Oregon

Political parties

Oregon has two major political parties, Democratic and Republican. Partly because of the role the direct primary system plays in choosing nominees, party organization is relatively weak. There is a strong tradition of political independence, evidenced in 1976 when Oregon gave independent presidential candidate Eugene McCarthy 3.9% of the vote—his highest percentage in any state—a total that probably cost Jimmy Carter Oregon's then six electoral votes. Another independent, John Anderson, won 112,389 votes (9.5%) in the 1980 presidential election.

Democrat Barbara Roberts was elected governor in 1990. She did not run for reelection in 1994, and Dr. John Kitzhaber, a Democrat who designed Oregon's health care rationing system, defeated Republican congressman Denny Smith to become governor. Kitzhaber won a second term in 1998. In 2002, Democrat Ted Kulongoski won the governorship.

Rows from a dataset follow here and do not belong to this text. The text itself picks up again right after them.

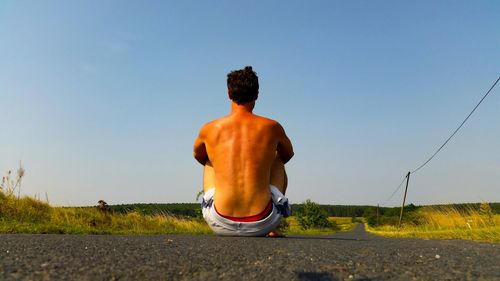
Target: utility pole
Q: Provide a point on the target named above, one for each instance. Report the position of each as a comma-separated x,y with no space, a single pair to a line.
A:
404,199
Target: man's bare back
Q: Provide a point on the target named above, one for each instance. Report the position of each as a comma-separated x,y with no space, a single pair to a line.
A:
242,148
243,155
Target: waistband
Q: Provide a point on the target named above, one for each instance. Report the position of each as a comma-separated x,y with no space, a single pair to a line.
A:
265,213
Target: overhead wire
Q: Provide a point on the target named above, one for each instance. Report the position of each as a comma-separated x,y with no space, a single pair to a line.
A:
463,122
395,191
447,140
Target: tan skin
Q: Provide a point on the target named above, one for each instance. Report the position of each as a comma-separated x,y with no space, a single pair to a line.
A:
243,153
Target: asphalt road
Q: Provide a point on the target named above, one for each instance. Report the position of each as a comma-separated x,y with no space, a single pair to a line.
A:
356,255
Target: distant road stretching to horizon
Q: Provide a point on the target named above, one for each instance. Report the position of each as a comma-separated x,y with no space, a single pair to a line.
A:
355,255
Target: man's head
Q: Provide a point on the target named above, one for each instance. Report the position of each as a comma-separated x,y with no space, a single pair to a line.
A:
243,85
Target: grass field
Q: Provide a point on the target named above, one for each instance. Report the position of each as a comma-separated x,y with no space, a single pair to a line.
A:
29,215
447,223
341,224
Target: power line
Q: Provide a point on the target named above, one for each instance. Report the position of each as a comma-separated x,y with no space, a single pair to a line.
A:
441,147
395,191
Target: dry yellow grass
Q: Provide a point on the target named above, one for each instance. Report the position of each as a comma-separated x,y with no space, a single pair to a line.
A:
28,215
448,223
343,224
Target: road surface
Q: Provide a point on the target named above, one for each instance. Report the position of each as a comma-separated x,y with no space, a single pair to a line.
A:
355,255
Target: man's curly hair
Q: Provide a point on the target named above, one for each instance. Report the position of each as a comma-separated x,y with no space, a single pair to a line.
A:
243,85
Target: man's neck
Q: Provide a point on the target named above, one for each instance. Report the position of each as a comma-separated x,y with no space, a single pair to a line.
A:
242,108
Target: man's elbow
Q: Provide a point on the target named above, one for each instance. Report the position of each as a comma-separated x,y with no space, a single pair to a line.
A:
287,157
202,159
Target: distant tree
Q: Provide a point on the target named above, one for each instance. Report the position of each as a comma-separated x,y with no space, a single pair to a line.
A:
313,216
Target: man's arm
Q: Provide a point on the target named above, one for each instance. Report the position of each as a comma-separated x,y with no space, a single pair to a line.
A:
200,150
284,149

Oregonians elected two US senators in 1996. In a special election in January, Democrat Ron Wyden was chosen to serve the remainder of Robert Packwood's term after Packwood resigned from the Senate due to allegations of sexual misconduct; Wyden was elected to his first full term in 1998. In the November 1996 election, Republican Gordon Smith won the seat vacated by five-term senator Mark Hatfield; he was reelected in 2002. Following 2002 elections, all but one of the state's five US representatives were Democrats.

In mid-2003 there were an equal number of Democrats and Republicans in the state senate (15 each) and 35 Republicans and 25 Democrats in the state house. In 2000, Oregon voters gave Democratic presidential candidate Al Gore a very slight victory over Republican George W. Bush. (Gore won by a margin of 6,765 votes out of over 1.5 million cast statewide.) In 2002 there were 1,872,615 registered voters. In 1998, 40% of registered voters were Democratic, 36% Republican, and 24% unaffiliated or members of other parties. The state had seven electoral votes in the 2000 presidential election.